State versus Economic System

At last it makes sense. Marxist theory has enough truth in it that it was plausible to millions of people. Our foray into the Communist Manifesto revealed some of its inconsistencies but this article completes the work laying it out very clearly for its readers.

The parts on the relation between capitalism and exploitation was especially interesting as that is one of the choice arguments most antagonists of the free market point to when constructing their line of reasoning. As Hoppe says:

"Marxism, contrary to much of the so-called bourgeois social sciences, gets the facts right: There is a indeed a tendency toward imperialism operative in history; and the foremost imperialist powers are indeed the most advanced capitalist nations. Yet the explanation is once again faulty. It is the state as an institution exempt for the capitalist rules of property acquisitions that is by nature aggressive. And the historical evidence of a close correlation between capitalism and imperialsim only seemingly contradicts this. It finds its explanation, easily enough, in the fact that in order to come out successfully from interstate wars, a state must be in command of sufficient (in relative terms) economic resources. Other things being equal the state with more ample resources will win."
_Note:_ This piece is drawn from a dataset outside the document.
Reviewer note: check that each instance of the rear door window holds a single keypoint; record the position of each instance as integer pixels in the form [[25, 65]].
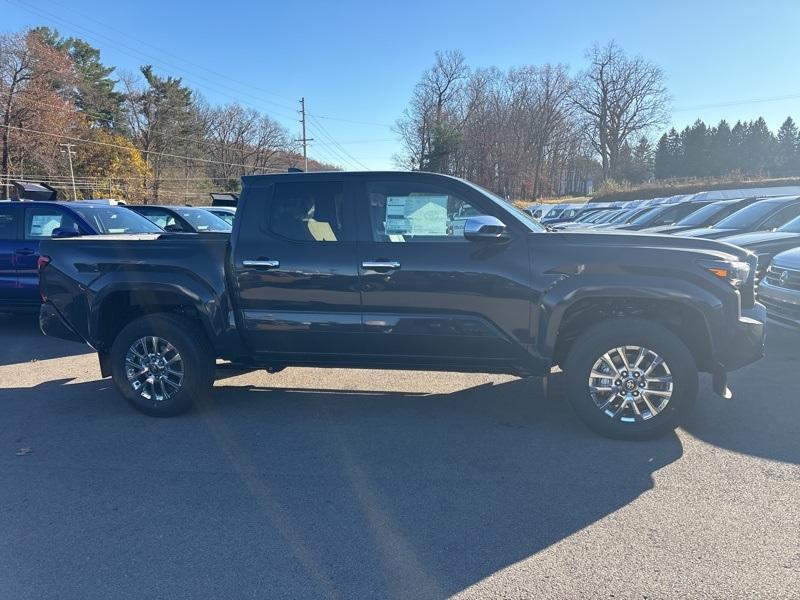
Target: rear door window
[[8, 222], [417, 212], [41, 221], [160, 217], [311, 212], [782, 216]]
Capitalist countries tend to have more "ample resources" because of the productive nature of that system and so the capitalist countries tend to be the won who succeed as imperialist powers. However, that does not imply a connection between capitalism itself and exploitation, but rather that capitalism, like any other economic system, can be used by an exploitive state.

I thought this was an interesting distinction.

1 comment:

  1. I guess even Marx wasn't exempt from committing the correlation = causation fallacy.